We aim to advance the foundations of robust and reliable artificial intelligence. Our research explores how AI systems can perceive, reason, and generalize in the presence of real-world complexity, ambiguity, and uncertainty. We are driven by the belief that robust perception is essential for AI to interact safely and meaningfully with the world around it.

Research Areas

Robustness of AI

We study how to build AI systems that remain reliable, consistent, and safe when deployed in the real world—where data is messy, environments change, and uncertainty is the norm. Our research focuses on the foundations of robust perception: how machines can interpret sensory input accurately and generalize their understanding across diverse and shifting conditions. We aim to identify the failure modes of modern AI systems and develop principled methods to improve their resilience, from model design and training paradigms to evaluation protocols. Ultimately, our goal is to enable AI systems that can perceive and reason effectively in the open world.

Multi-modal AI

We explore how to build AI systems that can perceive and reason across multiple modalities—such as images, text, audio, and beyond—to form a coherent understanding of the world.

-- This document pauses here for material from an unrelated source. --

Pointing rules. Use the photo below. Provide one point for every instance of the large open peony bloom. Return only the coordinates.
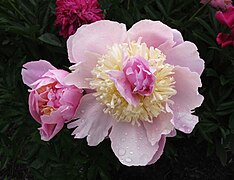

Inspired by the human brain's ability to integrate diverse sensory inputs into unified representations, we aim to develop AI systems that exhibit similar multi-modal coherence. Our research focuses on learning aligned representations across modalities, developing models that can ground language in perception, and enabling AI to perform complex reasoning that spans both visual and linguistic understanding. We are especially interested in the challenges of ambiguity, grounding, and cross-modal generalization, all of which are fundamental to building AI that can interact naturally and intelligently with the world.

Generative AI

We investigate how to build generative AI systems that can produce and manipulate content across a wide range of modalities, including text, images, audio, and video. Generative models hold enormous potential for creativity, communication, and problem-solving—but realizing that potential requires addressing key challenges around coherence, controllability, and safety. Our research explores how to design models that generate content with consistency and fidelity, follow user intent accurately, and remain reliable under diverse and complex prompts. We are particularly interested in the foundations of generative alignment: how to ensure that model outputs are not only plausible and creative, but also grounded, trustworthy, and appropriate for real-world use.